Eh bien, supposez maintenant un interprète. Quel service pourra-t-il rendre au Français qui écoute? Prétendre le faire entrer dans le talent de narrateur de l'Anglais ou de l'Italien qui est là, il n'y doit point songer. C'est toute la langue anglaise ou italienne qu'il faudrait qu'il commençât par enseigner, dans toutes ses nuances. Mais appeler l'attention sur tel geste et telle intonation, traduire en passant tel mot plus nécessaire qu'un autre à un commencement d'intelligence du récit, donner une idée générale, confuse encore, sans doute, mais déjà plus saisissable du fait raconté, voilà ce qu'il peut faire. Et voilà ce que le critique d'art doit se proposer. Il entre, de quelques pas, dans la technique, sans cesser de se tenir, à l'ordinaire, dans le domaine de l'expression, et il donne, par quelques vues discrètes sur la technique, un peu plus de précision à la sensation d'ensemble, à l'impression générale qui affectait la foule.

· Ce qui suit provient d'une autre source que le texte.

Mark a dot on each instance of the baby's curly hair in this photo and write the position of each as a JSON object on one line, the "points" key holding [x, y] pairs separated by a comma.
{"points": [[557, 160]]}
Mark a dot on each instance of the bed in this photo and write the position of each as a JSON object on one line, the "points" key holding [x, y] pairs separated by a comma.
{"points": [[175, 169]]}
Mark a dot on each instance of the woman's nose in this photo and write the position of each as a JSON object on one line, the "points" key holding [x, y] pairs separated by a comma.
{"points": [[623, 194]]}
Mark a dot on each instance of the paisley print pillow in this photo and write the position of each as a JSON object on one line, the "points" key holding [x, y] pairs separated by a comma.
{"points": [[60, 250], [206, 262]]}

Et ceci est affaire de mesure. A un Fromentin qui écrit au XIXe siècle pour un public plus familier déjà aux choses de peinture, un peu plus d'interprétation technique, quelques leçons de langue poussées un peu plus loin sont déjà permises. A Diderot une traduction brillante du sentiment général du tableau suffit le plus souvent, et doit suffire; et nos critiques modernes les plus savants sont bien forcés, à l'ordinaire, de se tenir eux-mêmes à peu près dans ces limites.—Un critique d'art sera toujours surtout un homme qui a assez de talent, en décrivant un tableau, pour donner au public le désir de l'aller voir; et si la critique d'art, qui consiste surtout en cela, ne consistait strictement qu'en cela, Diderot serait certainement le grand maître incontesté de la critique d'art. Il en reste, en tous cas, le brillant, séduisant et éloquent initiateur.

V

L'ÉCRIVAIN.

Diderot est grand écrivain par rencontre et comme par boutade, et il trouve une belle page comme il trouve une grande idée, avec je ne sais quelle complicité du hasard. C'est un homme d'humeur, et par conséquent un écrivain inégal. «Un homme inégal n'est pas un homme, dit La Bruyère; ce sont plusieurs.» Et il y a plusieurs écrivains dans Diderot.—Il y a l'écrivain lucide, froid et lourd qui écrit les articles de l'Encyclopédie.—Il y a l'écrivain dur et obscur qui expose une théorie philosophique qu'il n'entend pas bien.—Il y a le rhéteur fieffé qui a donné à Rousseau le goût des points d'exclamation, qu'il a, à son tour, reçu de lui, et qui, brusquement, sans prévenir, au cours d'une exposition très calme ou d'une lettre très tranquille, s'échappe en apostrophes et prosopopées qu'on sent parfaitement factices. Le voilà qui écrit à Falconet: «Que vous dirai-je encore? Que j'ai une amie.... Tenez, Falconet, je pourrais voir ma maison tomber en cendres sans en être ému, ma liberté menacée, ma vie compromise, pourvu que mon amie me restât. Si elle me disait: Donne-moi de ton sang, j'en veux boire; je m'en épuiserais pour l'en rassasier.»—Ceci pour s'excuser auprès de Falconet de ne point l'aller rejoindre en Russie. Or, à cette amie même, à Mme Volland, il parle de la perspective et de l'approche de ce voyage en Russie, à la même date, avec la plus parfaite tranquillité. Et il y a aussi en Diderot l'écrivain ardent, impétueux, d'une prompte et vive saillie, qui jette une scène sous nos yeux ou qui enlève un récit d'un tel mouvement, d'un tel élan, et, notez le, avec une telle perfection de forme, qu'on ne songe plus à la forme, qu'on ne s'en aperçoit plus, qu'on croit voir, sentir et penser soi-même, que l'intermédiaire entre vous et la chose, que l'interprète, que l'écrivain, en un mot, a disparu; et c'est là le triomphe même de l'écrivain. C'est en cela que Térence, et Racine, et ce pauvre Prevost une fois par hasard, et Mérimée souvent, sont des écrivains supérieurs. Diderot a une centaine de pages où l'on est tout étonné de le trouver de cette famille.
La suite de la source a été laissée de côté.